- Church: Evangelical Methodist Church of Argentina
- In office: 1977–1989

Orders
- Ordination: 1950

Personal details
- Born: February 9, 1923 Arroyo Seco, Santa Fe, Argentina
- Died: June 6, 2016 (aged 93) Rosario, Santa Fe, Argentina
- Buried: Rosario, Santa Fe, Argentina
- Residence: Rosario, Santa Fe, Argentina
- Occupation: religious leader

= Federico José Pagura =

Argentine religious leader and human rights activist

Federico José Pagura (February 9, 1923 – June 6, 2016) was an Argentine religious leader and champion of human rights. He was born on February 9, 1923, in Arroyo Seco, Santa Fe, Argentina. Converted to Methodism in his adolescence, became a normal school teacher and graduated from the Facultad Evangélica de Teología in Buenos Aires. He did post-graduate studies in the United States and was ordained a Methodist pastor in 1950.

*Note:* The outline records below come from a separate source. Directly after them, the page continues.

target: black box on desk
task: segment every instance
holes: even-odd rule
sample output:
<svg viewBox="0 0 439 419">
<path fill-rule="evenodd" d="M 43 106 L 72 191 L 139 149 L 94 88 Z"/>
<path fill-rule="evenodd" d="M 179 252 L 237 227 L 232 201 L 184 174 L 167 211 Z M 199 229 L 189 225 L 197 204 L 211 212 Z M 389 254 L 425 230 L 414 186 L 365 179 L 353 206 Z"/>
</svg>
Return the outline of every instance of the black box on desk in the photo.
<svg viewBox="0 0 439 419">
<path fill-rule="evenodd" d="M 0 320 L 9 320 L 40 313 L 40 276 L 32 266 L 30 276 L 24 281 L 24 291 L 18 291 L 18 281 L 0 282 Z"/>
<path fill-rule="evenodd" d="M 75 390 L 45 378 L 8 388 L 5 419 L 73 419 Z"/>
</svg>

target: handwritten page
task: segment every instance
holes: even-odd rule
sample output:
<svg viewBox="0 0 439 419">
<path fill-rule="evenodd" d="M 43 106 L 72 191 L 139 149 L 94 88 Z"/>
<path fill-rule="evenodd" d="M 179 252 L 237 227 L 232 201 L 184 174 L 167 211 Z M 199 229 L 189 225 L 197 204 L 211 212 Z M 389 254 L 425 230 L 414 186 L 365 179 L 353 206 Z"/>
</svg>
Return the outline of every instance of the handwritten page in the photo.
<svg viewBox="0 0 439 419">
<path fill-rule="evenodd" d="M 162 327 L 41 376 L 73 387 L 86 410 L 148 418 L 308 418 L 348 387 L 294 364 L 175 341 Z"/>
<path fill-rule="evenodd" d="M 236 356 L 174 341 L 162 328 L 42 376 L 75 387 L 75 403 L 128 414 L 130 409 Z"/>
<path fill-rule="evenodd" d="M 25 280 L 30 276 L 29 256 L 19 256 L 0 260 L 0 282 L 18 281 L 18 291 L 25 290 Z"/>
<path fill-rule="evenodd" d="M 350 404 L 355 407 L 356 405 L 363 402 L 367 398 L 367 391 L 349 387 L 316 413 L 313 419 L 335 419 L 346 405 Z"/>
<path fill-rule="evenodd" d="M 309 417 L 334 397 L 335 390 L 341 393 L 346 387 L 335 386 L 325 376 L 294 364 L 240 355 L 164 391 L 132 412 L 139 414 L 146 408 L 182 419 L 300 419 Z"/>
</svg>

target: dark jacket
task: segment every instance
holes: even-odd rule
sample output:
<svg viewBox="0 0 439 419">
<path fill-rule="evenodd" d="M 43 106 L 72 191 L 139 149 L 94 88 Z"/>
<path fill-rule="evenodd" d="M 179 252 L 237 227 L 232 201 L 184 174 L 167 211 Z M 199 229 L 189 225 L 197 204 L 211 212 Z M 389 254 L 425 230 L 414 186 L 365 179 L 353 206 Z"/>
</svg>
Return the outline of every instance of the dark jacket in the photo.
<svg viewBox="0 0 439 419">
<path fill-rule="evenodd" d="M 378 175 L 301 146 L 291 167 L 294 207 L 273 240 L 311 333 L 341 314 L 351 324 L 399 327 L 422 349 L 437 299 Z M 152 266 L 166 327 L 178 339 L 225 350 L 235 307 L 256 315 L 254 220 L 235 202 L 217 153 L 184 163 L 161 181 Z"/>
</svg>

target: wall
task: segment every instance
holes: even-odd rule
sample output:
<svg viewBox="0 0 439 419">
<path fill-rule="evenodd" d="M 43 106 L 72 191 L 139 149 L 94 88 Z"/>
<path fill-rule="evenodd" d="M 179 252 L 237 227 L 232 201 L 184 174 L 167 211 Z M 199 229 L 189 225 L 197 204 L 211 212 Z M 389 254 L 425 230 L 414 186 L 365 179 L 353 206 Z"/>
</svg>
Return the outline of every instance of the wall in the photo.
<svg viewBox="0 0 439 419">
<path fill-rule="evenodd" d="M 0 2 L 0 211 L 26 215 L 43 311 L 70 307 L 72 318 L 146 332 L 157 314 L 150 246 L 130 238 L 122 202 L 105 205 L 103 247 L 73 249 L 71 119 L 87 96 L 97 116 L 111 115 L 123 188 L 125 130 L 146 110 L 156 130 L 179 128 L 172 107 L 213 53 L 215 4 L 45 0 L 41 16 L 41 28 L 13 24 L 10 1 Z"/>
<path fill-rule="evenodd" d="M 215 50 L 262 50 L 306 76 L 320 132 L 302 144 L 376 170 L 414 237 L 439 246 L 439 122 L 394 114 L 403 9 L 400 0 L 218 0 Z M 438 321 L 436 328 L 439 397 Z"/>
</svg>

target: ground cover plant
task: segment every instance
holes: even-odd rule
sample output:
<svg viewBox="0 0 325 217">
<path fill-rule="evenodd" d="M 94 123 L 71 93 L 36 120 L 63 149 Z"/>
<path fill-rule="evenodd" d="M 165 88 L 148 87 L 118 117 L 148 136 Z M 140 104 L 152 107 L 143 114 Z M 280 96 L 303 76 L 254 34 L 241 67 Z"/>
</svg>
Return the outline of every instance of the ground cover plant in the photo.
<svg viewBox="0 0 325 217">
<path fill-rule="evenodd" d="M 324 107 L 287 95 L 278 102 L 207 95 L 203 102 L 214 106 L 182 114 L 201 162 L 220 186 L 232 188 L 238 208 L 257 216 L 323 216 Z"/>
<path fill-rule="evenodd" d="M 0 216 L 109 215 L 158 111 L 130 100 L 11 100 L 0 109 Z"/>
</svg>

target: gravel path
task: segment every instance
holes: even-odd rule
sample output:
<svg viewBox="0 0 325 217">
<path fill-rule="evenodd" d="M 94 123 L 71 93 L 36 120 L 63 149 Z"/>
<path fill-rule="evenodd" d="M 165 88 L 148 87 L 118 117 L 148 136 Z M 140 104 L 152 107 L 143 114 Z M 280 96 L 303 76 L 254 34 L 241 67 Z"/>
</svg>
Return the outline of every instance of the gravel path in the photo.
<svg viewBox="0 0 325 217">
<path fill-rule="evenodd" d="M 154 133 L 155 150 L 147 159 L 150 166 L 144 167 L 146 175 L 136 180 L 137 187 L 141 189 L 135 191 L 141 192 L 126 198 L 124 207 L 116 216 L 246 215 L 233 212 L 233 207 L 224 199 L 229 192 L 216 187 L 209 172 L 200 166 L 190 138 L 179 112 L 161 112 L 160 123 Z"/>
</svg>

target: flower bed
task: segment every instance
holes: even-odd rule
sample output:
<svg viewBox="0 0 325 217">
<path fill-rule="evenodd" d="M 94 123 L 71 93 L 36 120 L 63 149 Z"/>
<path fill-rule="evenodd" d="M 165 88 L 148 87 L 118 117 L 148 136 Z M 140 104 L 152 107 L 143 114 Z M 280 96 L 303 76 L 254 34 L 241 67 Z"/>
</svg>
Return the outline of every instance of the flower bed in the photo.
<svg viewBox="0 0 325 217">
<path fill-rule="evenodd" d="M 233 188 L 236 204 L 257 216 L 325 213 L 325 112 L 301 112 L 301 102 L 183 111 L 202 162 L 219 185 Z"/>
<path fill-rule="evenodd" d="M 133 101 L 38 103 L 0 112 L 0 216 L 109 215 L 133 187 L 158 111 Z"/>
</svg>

Pagura was elected bishop at the final session of the Latin America Central Conference of the United Methodist Church in 1969 and served as Methodist bishop of Costa Rica and Panama until 1973.
Returning to Argentina and to seminary teaching, he distinguished himself as a champion of human rights and ecumenism. Pagura served as president of the Latin American Council of Churches (1972–92). He helped refugees from the political persecution in Chile after the 1973 coup that brought Augusto Pinochet to power. He was subsequently one of the founders of the Ecumenical Movement for Human Rights in 1976. During the Argentine dictatorship (1976-1983), Bishop Pagura joined in the silent vigils of the Mothers of the Plaza de Mayo to protest the abduction of thousands of children.

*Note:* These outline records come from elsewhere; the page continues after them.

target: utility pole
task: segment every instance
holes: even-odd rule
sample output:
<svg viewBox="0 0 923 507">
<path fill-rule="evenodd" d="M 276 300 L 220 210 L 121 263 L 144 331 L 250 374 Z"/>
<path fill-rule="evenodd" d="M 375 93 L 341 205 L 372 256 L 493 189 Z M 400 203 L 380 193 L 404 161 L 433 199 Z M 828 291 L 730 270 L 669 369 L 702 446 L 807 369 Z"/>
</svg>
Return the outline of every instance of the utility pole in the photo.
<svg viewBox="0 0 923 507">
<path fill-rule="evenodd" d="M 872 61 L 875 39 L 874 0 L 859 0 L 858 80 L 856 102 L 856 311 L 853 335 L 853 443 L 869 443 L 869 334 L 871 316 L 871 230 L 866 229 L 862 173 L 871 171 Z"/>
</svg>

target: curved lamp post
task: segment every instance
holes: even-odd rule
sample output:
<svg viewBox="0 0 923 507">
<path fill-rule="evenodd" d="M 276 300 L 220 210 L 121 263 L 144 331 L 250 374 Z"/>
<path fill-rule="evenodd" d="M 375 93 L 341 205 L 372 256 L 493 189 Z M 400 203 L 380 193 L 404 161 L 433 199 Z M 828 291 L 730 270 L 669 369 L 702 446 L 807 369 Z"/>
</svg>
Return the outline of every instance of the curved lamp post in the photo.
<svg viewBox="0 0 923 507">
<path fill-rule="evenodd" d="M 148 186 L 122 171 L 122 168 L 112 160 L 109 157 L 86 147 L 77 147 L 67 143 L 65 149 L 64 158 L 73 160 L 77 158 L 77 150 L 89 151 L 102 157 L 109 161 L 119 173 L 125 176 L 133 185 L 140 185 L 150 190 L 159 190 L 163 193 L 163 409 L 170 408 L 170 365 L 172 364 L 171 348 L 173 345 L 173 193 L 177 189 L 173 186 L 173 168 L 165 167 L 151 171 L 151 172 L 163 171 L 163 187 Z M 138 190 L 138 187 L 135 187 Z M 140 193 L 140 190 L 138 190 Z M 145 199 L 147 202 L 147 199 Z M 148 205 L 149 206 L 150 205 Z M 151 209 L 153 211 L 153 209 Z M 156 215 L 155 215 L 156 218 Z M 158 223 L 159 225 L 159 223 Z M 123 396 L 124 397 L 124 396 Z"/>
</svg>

Pagura was elected Bishop of The Evangelical Methodist Church of Argentina and served from 1977 to 1989. In 1998, he was elected to a six-year term as one of 10 co-presidents of the World Council of Churches. He has retained the title of Methodist Bishop Emeritus.

Interested in poetry and music since his adolescence, he was the president of the editorial committee which published in 1962 an interdenominational hymnal, Cántico Nuevo, for which he contributed 77 Spanish translations of hymns together with 5 original hymns. He has many written positive tangos, as opposed the fatalistalism characteristic of the genre, which speak of life and the Gospel, such as the tango Tenemos Esperanza (1979), which is emblematic of the trend among Argentine Christians to adapt popular music for religious purposes.

In 2003, the Argentine Congress included Bishop Pagura in their list of "Most Noteworthy" of the country.

He died on 6 June 2016 at the age of 93.